Ce genre de mariage, cette fois, il faut l'empêcher.
« Un noble qui épouse par amour, cela n'existe pas ! »
« Peut-être, mais le rang de messire Guido n'est pas déséquilibré par rapport au sien, et il n'y a pas de raison de s'y opposer. »
« Margrave Breithleder, pouvez-vous affirmer qu'il n'y a là aucun favoritisme pour les histoires d'amour pur ? »
« Je ne dirai pas qu'il n'y en a pas, mais l'affaire n'a rien d'étrange, si ? D'ailleurs, Sa Majesté l'a approuvée. »
« C'est vrai, tiens… »
Devant l'argument imparable du margrave Breithleder, je baisse d'un coup le ton.
Mes réflexes de mes années en maison de commerce me rendent décidément faible au mot « autorisation d'un supérieur ».
« Je n'y comprends rien. Contre quoi le comte Baumeister est-il en colère ? »
« C'est que, voyez-vous… »
Sans que je m'en aperçoive, El est apparu et souffle quelque chose au margrave Breithleder.
Répandre la mauvaise réputation de son seigneur : quel vassal indigne.
« Jaloux des amis d'enfance ? Qu'est-ce que c'est que ça ? »
« Je me dis qu'il a peut-être eu un traumatisme avant d'arriver à Breithburg, à douze ans.
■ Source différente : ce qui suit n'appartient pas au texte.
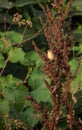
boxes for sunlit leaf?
[9,48,25,63]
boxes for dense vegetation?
[0,0,82,130]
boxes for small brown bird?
[47,50,54,61]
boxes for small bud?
[47,50,54,61]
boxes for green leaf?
[15,0,37,7]
[0,0,14,9]
[72,0,82,11]
[23,107,41,127]
[8,47,25,63]
[7,31,22,45]
[31,86,53,105]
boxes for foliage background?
[0,0,82,130]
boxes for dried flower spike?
[47,50,54,61]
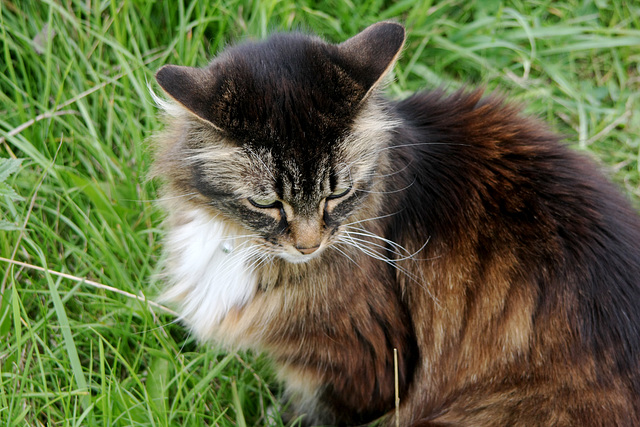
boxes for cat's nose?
[296,246,320,255]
Il lui arrive de dérailler. »
« Aujourd'hui, vous êtes entouré de si belles épouses, où est le problème ? Comte Baumeister, moi aussi, jusqu'à la mort subite de mon frère et à ma succession, je n'ai pour ainsi dire pas connu les femmes. Mon frère était homme à pressentir sa propre fin et refusait mordicus de se marier, et moi, second fils, je n'avais pas le droit de me marier ni d'avoir des enfants avant lui. Je n'étais pas seul, cela dit : j'avais la littérature. »
« Margrave Breithleder ! Nous sommes frères d'armes ! »
Moi non plus, jusqu'à mes douze ans, je n'avais pour amie que la magie.
Alors le margrave Breithleder, qui n'avait pour amie que la littérature, est un frère d'armes.
Cette pensée me réjouit malgré moi.
« Euh… Je suis ravi de vous faire plaisir… »
« Je peux vraiment épouser cet homme ? »
« Il est gentil avec ses épouses, alors ça ira, je te le dis. »
« Ah bon. Erwin, tu vis avec lui, tu dois savoir. »
« Il m'arrive aussi de ne rien comprendre… »
C'est ainsi que le tunnel fut ouvert sans encombre, et que je me retrouvai, au bout du compte, avec une épouse de plus.